Finetuning
==========

NOTE: this document is a work in progress!

This document aims to provide a step-by-step guide to finetuning a model on conversations from gptme.

The goal of fine-tuning a model for gptme is to:

 - Teach the tools available in gptme
 - Update out-of-date knowledge and conventions
 - Improve its ability to recover from errors


## Step 1: Gather the data

To fine-tune we need something to fine-tune on.

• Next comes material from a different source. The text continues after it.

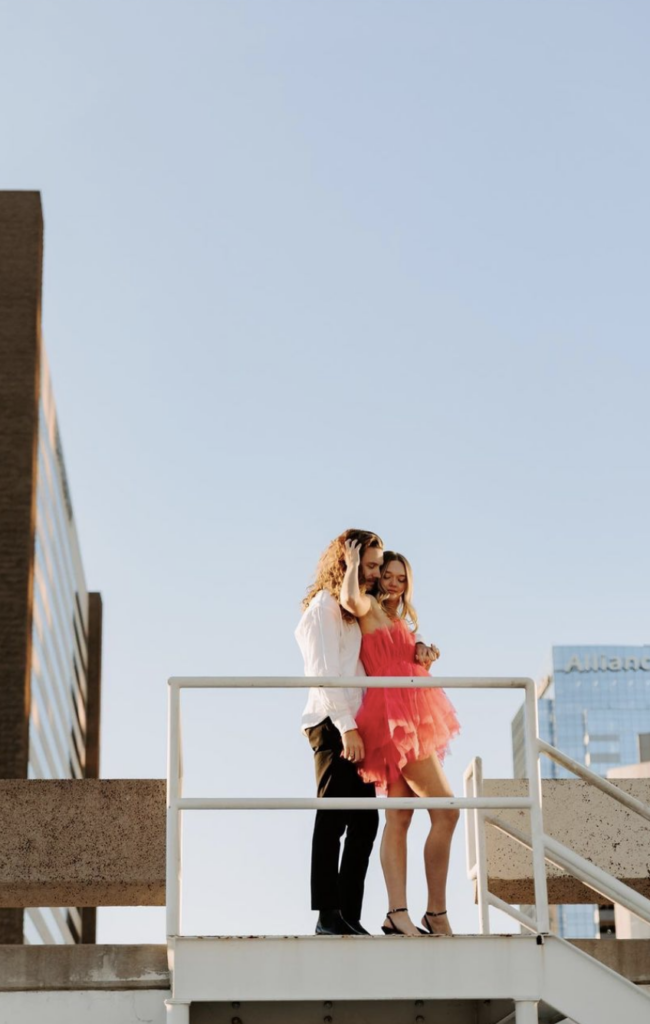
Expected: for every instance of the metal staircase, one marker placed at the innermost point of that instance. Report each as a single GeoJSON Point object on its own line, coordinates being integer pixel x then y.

We will fine-tune on our own conversation history, combined with a subset of the [OpenAssistant dataset][oa-dataset] to extend the training data with relevant examples.

We collect our own conversation history by running the following command:

```bash
./train/collect.py --model "HuggingFaceH4/zephyr-7b-beta"  # or whatever model you intend to fine-tune
```

This will create files `train.csv` and `train.jsonl` in the `train` directory.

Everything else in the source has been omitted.